A Georgia school district is letting coaches use the football program to promote religion to the students, so the American Humanist Association very properly told the district that’s a violation of the Establishment clause. Result? Accusations that the American Humanist Association is bullying the students. Oh yeah? What about the coaches?
Acting on behalf of an unnamed Hall County citizen, the AHA accused the county of violating the First Amendment by allowing Gainesville’s Chestatee High School football coaches to organize team prayers and promote biblical messages on team documents and pre-game banners.
“At times, the head coach has led the prayers, which is an egregious violation of the Establishment Clause,” the AHA alleged in a letter to school officials Tuesday. “This involvement in prayer as a ‘participant, an organizer, and a leader’ would unquestionably ‘lead a reasonable observer to conclude that he was endorsing religion.’”
In response to the complaint, hundreds of Gainesville community members gathered in the middle of the CHS football field for an impromptu prayer rally on Wednesday and Thursday.
[Rep. Doug Collins (R-Ga.)], a chaplain in the U.S. Air Force Reserve and a former Baptist pastor, defended the school’s religious practices in a statement Wednesday, accusing the AHA of bullying students.
It’s the coaches and the district who are bullying. They’re the ones with the power in this situation.
“The liberal atheist interest groups trying to bully Chestatee High School kids say they have a reason to believe that expressions of religious freedom are ‘not an isolated event’ in Northeast Georgia,” Collins said. “They’re right. In Hall County and throughout Georgia’s 9th district, we understand and respect the Constitution and cherish our right to worship in our own way.”
Oh but that’s just what they’re not doing. Of course they have the right to worship in their own way; what they don’t have is the right to impose that on all students in their control in school hours on school property.
AHA legal director David Niose criticized Collins for “name-calling” and accused the conservative lawmaker of “grandstanding” in a statement to The Huffington Post Friday.
“Collins apparently doesn’t need to investigate facts or consider the legitimacy of complaints from religious minorities — he just dismisses them,” Niose said. “Obviously, he is pandering to the worst emotions and fears of his constituents. True leadership would step up and show genuine concern for everyone, including religious minorities.”
Since the AHA filed its complaint on Tuesday, the group has “received numerous communications” from other residents expressing concern over “the religious domination of the culture” in Hall County schools, according to Niose.
See? That’s the bullying.
Tessa says
Interesting that “our way” always seems to mean “demanding everybody around us do it our way, too.” They can’t seem to fathom that not everybody around them shares their beliefs. Or they do fathom it but think they should shut up.

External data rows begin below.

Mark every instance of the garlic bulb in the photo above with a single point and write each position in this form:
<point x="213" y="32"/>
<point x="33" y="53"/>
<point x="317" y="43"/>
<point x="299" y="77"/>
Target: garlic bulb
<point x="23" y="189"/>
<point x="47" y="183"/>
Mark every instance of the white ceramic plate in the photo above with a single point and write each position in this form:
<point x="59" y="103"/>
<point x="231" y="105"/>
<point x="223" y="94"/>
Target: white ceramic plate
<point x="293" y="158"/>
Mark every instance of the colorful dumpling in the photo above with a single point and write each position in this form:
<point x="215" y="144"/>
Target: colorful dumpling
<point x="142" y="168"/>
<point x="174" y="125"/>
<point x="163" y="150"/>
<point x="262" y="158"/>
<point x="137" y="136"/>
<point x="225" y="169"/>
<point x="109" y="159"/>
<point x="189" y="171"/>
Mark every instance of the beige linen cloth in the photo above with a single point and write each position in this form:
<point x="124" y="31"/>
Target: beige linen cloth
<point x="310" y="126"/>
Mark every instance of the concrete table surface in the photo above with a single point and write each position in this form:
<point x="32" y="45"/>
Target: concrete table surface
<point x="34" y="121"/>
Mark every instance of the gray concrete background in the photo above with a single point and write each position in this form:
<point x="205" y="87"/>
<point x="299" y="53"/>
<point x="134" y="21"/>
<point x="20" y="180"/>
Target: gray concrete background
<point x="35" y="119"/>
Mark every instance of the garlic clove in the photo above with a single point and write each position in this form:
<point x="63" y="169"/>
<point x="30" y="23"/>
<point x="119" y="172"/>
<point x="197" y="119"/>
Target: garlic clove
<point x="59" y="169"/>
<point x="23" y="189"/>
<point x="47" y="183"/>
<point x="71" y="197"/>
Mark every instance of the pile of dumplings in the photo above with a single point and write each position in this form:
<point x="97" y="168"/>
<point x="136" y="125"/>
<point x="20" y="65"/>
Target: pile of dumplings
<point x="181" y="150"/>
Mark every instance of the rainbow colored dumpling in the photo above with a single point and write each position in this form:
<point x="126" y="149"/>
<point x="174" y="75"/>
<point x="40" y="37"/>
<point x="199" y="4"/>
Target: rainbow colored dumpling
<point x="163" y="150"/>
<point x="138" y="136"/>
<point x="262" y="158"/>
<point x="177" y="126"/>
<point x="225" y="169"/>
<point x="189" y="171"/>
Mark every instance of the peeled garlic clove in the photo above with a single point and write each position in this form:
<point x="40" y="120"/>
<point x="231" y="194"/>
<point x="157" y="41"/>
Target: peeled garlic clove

Of course they aren’t actually concerned for religious minorities.
Pierce R. Butler says
Minus one point for AHA & Niose for that “no true leadership” fallacy.
Ed says
That is one of the most annoying attitudes of some religious people. The assumption that there is some general consensus (at least among people who seem “normal” to them) about correct religious belief.
They come up and talk to someone they hardly know anything about as if that person was definately a member of their religion or at least a very similar one. I don’t even mind people talking to me about their beliefs if they bother to know where I’m coming from instead of just assuming.